As I understand, the logout method of the steam client

  1. disconnects the user from the dota client and steam client
  2. kills the heartbeat and message receiving greenlet loops of the application necessary for communicating with the GC servers

In a long-running process where the above is repeatedly run, would killing the greenlets through logout be the most graceful way of shutting down the greenlets and free the resources?

I saw increasing memory usage through memory profiling despite calling logout and confirming no greenlets are running and wondered what I might to do mitigate this on repeated executions

DEV-ONI commented 3 years ago

I hope this may be of some help.

I ran the above several times, and used tracemalloc to find allocations with each repeated execution.

event emitter allocations were also accumulating until I added remove_listeners on teardown for the dota and steam client. Below is a sample of the trace allocating the most memory per run, with total KiB accumulating after several iterations

I'm not sure if this is what would classify as a memory leak, or am I misunderstanding something? Please let me know what you think.


                    new KiB:  9.03125
                    total KiB: 36.453125
                    new:  161
                    total memory blocks: 646

  File "/home/user/.pyenv/versions/myvenv/lib/python3.8/site-packages/steam/client/__init__.py", line 155
    CMClient._handle_cm_list(self, msg)  # clear and merge
  File "/home/user/.pyenv/versions/myvenv/lib/python3.8/site-packages/steam/core/cm.py", line 397
    self.cm_servers.merge_list(new_servers)
  File "/home/user/.pyenv/versions/myvenv/lib/python3.8/site-packages/steam/core/cm.py", line 570
    self.mark_good((ip, port))
  File "/home/user/.pyenv/versions/myvenv/lib/python3.8/site-packages/steam/core/cm.py", line 549
    self.list[server_addr].update({'quality': CMServerList.Good, 'timestamp': time()})

                    new KiB: 7.7109375
                    total KiB: 29.0390625
                    new: 47
                    total memory blocks: 177

  File "/home/user/.pyenv/versions/myvenv/lib/python3.8/site-packages/steam/client/__init__.py", line 524
    eresult = self._pre_login()
  File "/home/user/.pyenv/versions/myvenv/lib/python3.8/site-packages/steam/client/__init__.py", line 443
    if not self.connect():
  File "/home/user/projects/user/user_test_code/test_code/game_manager.py", line 618
    if SteamClient.connect(self, retry=cm_connect_retry):
  File "/home/user/.pyenv/versions/myvenv/lib/python3.8/site-packages/steam/client/__init__.py", line 93
    return CMClient.connect(self, *args, **kwargs)
  File "/home/user/.pyenv/versions/myvenv/lib/python3.8/site-packages/steam/core/cm.py", line 135
    if not self.cm_servers.bootstrap_from_webapi():
  File "/home/user/.pyenv/versions/myvenv/lib/python3.8/site-packages/steam/core/cm.py", line 509
    self.merge_list(map(str_to_tuple, serverlist))
  File "/home/user/.pyenv/versions/myvenv/lib/python3.8/site-packages/steam/core/cm.py", line 570
    self.mark_good((ip, port))
  File "/home/user/.pyenv/versions/myvenv/lib/python3.8/site-packages/steam/core/cm.py", line 549
    self.list[server_addr].update({'quality': CMServerList.Good, 'timestamp': time()})
rossengeorgiev commented 3 years ago

Sounds like you may be registering event listeners over and over again.
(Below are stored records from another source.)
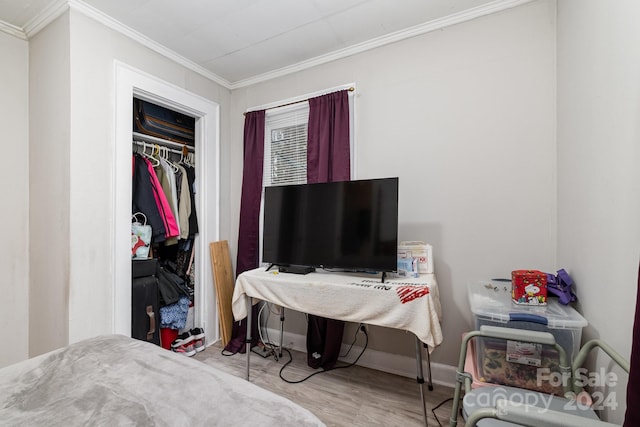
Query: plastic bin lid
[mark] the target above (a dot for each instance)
(492, 300)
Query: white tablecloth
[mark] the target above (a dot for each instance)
(409, 304)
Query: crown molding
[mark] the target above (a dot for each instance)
(12, 30)
(93, 13)
(45, 17)
(58, 7)
(436, 24)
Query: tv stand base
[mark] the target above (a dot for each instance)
(296, 269)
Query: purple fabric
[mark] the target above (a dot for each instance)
(249, 234)
(632, 415)
(328, 160)
(328, 151)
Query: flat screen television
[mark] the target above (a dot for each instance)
(347, 225)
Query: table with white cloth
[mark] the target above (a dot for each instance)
(409, 304)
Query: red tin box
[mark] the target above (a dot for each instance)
(529, 287)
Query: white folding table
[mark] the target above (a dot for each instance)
(408, 304)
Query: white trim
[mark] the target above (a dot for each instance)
(130, 82)
(45, 17)
(436, 24)
(108, 21)
(57, 8)
(396, 364)
(12, 30)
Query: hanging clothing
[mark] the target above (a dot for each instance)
(144, 200)
(164, 208)
(184, 201)
(193, 218)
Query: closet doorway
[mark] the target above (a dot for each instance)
(132, 83)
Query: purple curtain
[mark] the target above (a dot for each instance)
(328, 151)
(248, 236)
(632, 415)
(328, 160)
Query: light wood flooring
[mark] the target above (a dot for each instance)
(354, 396)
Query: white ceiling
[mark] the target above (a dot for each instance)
(241, 40)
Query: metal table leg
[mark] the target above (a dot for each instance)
(248, 339)
(420, 379)
(281, 331)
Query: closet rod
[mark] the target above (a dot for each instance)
(153, 144)
(164, 142)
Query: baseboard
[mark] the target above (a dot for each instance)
(374, 359)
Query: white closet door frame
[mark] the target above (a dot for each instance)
(130, 82)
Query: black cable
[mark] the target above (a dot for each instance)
(355, 337)
(366, 343)
(433, 410)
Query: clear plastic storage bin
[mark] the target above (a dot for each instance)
(491, 304)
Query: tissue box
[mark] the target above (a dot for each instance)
(419, 250)
(529, 287)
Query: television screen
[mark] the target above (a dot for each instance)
(351, 225)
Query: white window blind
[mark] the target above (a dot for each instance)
(285, 145)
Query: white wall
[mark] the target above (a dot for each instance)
(76, 296)
(465, 116)
(14, 217)
(598, 158)
(49, 187)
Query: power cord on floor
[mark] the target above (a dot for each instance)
(366, 343)
(433, 410)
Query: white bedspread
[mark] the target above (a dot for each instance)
(115, 381)
(409, 304)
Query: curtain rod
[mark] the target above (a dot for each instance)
(351, 89)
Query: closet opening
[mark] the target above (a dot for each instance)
(201, 153)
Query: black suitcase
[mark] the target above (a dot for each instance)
(145, 314)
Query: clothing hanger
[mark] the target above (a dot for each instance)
(149, 156)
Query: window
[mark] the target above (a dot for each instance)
(285, 146)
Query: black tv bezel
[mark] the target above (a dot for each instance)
(287, 266)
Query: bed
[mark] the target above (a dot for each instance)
(116, 380)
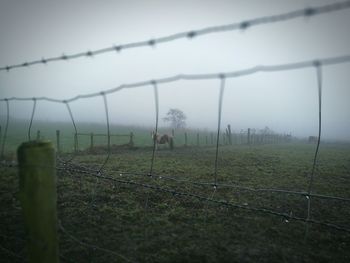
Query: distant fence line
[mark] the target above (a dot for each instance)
(182, 138)
(248, 137)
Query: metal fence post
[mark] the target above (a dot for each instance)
(38, 197)
(58, 141)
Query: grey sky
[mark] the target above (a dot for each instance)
(285, 101)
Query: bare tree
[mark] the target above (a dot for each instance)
(176, 118)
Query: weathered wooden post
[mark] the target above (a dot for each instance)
(248, 136)
(131, 141)
(91, 141)
(229, 134)
(38, 197)
(75, 142)
(58, 141)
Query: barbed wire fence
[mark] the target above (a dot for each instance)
(76, 170)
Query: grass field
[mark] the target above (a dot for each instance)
(116, 221)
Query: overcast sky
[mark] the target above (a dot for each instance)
(284, 101)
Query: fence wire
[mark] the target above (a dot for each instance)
(243, 25)
(99, 173)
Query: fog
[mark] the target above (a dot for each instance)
(286, 102)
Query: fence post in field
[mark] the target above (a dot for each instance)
(229, 134)
(248, 136)
(58, 141)
(91, 141)
(75, 142)
(131, 141)
(38, 198)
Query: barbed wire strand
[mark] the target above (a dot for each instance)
(70, 167)
(242, 25)
(233, 74)
(108, 131)
(31, 118)
(6, 128)
(155, 133)
(221, 95)
(220, 202)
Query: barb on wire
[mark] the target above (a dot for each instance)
(233, 74)
(6, 128)
(31, 118)
(108, 132)
(221, 96)
(155, 133)
(243, 25)
(219, 202)
(211, 184)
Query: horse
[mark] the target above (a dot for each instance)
(163, 139)
(313, 139)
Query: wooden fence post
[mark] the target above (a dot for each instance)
(229, 134)
(38, 197)
(91, 141)
(131, 141)
(58, 141)
(75, 142)
(248, 136)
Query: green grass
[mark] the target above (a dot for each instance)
(146, 225)
(18, 131)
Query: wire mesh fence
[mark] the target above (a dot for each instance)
(153, 206)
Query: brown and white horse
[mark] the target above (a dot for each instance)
(163, 139)
(313, 139)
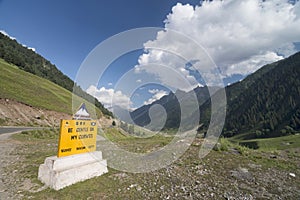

I've ran processes over the span of months and even a year with stable memory usage. The only issues I've encountered are bugs in gevent. Need to code to reproduce the issue

DEV-ONI commented 3 years ago

Thank you for responding.

I'll attempt to simplify my code to isolate the issue, as it might be too large to submit here. I'll also post the memory graph.

I don't seem to have the problem anymore with event listeners after I removed them before logging out, as stated above, however I believe the tracebacks of my snapshots show that memory allocations are accumulating elsewhere. Correct me if I'm wrong though.

DEV-ONI commented 3 years ago

I wrote a little script to represents what I wish to accomplish, albeit with slightly less functionality for simplicity and to isolate my issue.

I achieved the same behavior with this script, but in reality my implementation is within a simple server.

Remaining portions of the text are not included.